# Manual Transmission RS-7



## alexsaad (Jul 24, 2015)

Hello, I am new to this site and need some help. Can anybody please tell me if I can order an RS-7 with a manual (stick shift) transmission? I would love to purchase one...this is my dream car, however I will only buy it if it is manual transmission. Someone please advise. I am willing to wait as long as it takes, however I need it to be manual.

Any advise??

Thanks, 

Alex. please feel free to call directly 313-790-7222 or email me [email protected]


----------



## MaleficVTwin (Sep 18, 2011)

Audi doesn't even offer a manual RS7 in Europe.
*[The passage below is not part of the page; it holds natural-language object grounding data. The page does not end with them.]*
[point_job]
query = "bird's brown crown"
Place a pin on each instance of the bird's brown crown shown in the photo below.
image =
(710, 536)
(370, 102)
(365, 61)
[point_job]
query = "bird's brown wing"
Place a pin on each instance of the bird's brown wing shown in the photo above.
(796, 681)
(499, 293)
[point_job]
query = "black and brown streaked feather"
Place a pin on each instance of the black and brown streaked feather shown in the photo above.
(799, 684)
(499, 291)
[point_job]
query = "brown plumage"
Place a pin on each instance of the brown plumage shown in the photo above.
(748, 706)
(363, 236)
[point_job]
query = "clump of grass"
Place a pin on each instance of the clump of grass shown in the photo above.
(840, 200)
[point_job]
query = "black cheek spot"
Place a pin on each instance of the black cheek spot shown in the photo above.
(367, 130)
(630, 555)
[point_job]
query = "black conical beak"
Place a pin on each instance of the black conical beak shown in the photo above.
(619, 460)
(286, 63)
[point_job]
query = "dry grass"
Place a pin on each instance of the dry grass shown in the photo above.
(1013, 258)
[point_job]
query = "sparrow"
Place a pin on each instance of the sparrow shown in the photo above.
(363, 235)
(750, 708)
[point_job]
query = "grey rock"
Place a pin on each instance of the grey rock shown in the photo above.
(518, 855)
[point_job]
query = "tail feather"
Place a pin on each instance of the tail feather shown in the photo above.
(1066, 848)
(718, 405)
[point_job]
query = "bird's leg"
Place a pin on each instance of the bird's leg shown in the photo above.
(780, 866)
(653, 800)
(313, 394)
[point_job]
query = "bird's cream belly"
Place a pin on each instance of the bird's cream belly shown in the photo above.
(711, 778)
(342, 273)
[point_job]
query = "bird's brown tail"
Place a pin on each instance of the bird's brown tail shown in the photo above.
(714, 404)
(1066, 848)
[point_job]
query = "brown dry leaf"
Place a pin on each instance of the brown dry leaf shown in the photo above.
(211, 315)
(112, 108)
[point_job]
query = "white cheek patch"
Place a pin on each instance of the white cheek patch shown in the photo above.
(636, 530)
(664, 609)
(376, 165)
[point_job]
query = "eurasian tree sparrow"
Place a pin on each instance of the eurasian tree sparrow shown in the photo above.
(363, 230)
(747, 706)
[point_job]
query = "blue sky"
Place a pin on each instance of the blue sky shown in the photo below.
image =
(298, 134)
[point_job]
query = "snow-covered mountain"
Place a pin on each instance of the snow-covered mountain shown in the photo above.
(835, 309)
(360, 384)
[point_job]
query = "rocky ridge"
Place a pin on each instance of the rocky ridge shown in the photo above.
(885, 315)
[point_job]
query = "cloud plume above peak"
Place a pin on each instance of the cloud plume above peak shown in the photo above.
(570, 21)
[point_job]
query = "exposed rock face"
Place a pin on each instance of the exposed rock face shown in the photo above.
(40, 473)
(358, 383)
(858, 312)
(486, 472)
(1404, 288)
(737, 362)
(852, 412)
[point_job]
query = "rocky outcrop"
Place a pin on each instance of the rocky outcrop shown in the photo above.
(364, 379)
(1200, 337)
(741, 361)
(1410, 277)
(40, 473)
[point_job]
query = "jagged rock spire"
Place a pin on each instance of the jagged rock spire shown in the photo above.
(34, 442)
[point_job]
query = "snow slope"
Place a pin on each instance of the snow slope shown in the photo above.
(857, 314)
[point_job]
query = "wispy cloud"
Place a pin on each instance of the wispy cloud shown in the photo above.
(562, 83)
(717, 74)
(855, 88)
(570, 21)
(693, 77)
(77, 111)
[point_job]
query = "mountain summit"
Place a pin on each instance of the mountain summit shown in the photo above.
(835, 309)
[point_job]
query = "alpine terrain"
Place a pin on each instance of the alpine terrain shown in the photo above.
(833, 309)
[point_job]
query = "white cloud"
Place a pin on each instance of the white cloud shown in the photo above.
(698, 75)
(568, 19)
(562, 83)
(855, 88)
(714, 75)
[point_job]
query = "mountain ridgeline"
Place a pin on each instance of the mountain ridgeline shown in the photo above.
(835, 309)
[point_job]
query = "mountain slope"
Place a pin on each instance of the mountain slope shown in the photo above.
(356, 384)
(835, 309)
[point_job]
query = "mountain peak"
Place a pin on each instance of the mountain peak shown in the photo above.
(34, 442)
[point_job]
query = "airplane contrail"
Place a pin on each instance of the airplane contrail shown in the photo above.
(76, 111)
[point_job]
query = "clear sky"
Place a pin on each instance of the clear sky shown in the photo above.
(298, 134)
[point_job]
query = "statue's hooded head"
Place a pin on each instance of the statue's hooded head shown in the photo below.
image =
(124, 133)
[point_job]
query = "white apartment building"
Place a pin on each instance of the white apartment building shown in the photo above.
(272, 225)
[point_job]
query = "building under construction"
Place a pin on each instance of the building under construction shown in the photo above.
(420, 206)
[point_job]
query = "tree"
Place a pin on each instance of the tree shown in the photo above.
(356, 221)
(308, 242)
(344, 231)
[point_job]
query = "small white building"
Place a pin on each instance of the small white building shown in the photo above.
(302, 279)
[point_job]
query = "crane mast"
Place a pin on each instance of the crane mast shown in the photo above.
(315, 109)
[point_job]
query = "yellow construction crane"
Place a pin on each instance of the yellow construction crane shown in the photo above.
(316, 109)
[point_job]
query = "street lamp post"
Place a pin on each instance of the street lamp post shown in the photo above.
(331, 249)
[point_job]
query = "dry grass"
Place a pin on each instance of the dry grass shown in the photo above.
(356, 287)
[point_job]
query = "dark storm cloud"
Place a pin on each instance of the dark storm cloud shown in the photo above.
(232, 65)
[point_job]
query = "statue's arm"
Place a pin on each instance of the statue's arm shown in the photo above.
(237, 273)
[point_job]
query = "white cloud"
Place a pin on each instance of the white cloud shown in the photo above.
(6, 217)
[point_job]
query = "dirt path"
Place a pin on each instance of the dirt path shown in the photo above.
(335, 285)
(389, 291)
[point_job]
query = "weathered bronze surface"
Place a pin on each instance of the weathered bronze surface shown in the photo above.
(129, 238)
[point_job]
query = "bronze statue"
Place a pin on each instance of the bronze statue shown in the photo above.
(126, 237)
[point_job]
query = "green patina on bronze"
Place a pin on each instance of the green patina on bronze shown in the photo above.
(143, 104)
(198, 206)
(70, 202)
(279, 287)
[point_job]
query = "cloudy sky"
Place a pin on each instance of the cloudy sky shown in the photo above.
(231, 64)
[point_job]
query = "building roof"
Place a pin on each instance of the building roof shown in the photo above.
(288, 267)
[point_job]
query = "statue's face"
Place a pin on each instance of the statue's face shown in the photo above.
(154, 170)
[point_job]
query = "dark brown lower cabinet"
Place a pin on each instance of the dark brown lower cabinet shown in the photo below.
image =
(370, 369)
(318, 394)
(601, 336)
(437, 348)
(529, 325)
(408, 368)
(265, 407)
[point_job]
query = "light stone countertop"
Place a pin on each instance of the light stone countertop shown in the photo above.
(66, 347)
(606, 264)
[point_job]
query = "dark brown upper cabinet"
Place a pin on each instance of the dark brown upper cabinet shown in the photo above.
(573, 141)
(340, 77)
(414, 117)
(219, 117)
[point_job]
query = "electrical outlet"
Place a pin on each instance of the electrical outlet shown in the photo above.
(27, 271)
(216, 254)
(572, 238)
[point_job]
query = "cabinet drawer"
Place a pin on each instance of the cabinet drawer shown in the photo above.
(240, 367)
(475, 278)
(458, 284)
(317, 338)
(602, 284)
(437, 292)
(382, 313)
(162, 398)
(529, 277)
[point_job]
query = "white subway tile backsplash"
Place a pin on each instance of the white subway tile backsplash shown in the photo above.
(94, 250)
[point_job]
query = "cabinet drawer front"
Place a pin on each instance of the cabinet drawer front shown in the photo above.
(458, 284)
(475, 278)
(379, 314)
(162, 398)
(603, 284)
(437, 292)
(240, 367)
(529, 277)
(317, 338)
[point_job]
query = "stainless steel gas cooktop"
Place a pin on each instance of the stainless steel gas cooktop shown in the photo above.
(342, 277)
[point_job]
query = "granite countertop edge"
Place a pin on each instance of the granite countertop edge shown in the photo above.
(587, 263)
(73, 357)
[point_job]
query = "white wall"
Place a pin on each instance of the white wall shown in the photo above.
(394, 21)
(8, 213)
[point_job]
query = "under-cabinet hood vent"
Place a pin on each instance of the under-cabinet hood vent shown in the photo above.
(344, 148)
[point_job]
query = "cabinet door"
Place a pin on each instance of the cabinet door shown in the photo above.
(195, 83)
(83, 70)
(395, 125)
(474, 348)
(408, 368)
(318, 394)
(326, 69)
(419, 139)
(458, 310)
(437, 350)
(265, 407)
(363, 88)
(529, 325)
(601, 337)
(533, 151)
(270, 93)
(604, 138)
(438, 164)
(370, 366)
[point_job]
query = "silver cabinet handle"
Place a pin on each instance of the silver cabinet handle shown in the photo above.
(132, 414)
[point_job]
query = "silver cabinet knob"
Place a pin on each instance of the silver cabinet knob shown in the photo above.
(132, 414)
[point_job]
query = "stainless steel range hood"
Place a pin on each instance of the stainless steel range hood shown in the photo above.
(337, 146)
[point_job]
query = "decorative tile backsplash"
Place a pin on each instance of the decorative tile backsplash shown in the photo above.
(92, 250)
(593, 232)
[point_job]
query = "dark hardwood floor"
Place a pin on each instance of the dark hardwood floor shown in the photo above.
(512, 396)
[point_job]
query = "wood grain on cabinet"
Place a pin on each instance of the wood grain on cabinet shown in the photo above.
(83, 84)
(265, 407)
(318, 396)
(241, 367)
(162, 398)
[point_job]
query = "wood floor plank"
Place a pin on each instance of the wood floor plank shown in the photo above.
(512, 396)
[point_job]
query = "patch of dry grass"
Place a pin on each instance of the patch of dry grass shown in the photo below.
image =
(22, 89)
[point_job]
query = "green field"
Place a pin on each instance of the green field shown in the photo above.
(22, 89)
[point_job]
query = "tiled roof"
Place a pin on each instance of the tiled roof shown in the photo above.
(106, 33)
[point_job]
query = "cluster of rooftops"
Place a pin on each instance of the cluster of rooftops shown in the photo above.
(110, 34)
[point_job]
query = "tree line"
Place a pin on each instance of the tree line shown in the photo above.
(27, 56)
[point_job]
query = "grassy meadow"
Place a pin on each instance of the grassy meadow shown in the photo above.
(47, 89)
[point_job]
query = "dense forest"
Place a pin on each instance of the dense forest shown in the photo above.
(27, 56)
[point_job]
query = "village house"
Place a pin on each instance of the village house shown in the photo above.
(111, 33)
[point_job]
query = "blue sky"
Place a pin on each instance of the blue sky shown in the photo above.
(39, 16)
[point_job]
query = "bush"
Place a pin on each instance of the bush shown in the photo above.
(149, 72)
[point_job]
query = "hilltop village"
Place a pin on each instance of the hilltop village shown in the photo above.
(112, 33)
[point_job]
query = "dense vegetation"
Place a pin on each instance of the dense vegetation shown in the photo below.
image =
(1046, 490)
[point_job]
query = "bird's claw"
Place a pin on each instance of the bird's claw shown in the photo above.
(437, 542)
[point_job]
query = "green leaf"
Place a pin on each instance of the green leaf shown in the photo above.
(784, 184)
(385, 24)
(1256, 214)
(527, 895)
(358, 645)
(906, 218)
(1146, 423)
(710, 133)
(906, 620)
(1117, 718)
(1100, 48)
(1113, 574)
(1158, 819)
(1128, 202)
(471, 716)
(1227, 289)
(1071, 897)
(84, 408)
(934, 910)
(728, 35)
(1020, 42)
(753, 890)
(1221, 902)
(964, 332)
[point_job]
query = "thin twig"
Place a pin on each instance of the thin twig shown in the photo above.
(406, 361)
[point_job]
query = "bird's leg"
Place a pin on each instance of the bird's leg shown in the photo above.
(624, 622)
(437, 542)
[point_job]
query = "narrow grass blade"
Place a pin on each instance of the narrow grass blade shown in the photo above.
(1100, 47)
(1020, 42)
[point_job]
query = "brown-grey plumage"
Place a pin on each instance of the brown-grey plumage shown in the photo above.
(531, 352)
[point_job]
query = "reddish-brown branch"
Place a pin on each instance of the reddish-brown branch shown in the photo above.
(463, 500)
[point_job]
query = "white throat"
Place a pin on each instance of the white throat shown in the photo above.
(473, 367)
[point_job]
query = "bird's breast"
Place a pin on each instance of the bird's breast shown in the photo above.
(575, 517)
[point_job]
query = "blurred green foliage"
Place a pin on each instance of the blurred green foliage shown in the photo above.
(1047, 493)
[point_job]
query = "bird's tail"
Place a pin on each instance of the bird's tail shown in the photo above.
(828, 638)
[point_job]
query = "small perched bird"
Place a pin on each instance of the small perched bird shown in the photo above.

Not going to say it's impossible but you won't get there through the normal channels.


----------



## P Q (Feb 4, 2009)

I don't think you will get an rs7 with a stick going through any channels.


----------



## PDong (Oct 26, 2004)

Yep, totally impossible.

Engine and transmission combinations have to be EPA approved to be licensed and insured in the USA. This process is expensive and time consuming. Not happening for small batches.


----------



## Kandiru (Jun 15, 2004)

The transmission would have to be designed from ground up to withstand the rigors of the very powerful engine, a very costly process.

Look how Detroit companies always dump the 6MT once the AWD configuration is included, these drivetrains put a significant torque load
on the clutch, which has to be redesigned.

Kudos to Audi and BMW though.

Look at the 340i XDrive with the redesigned rev-matching 6MT, I hope the B9 S4 will give it hell.


----------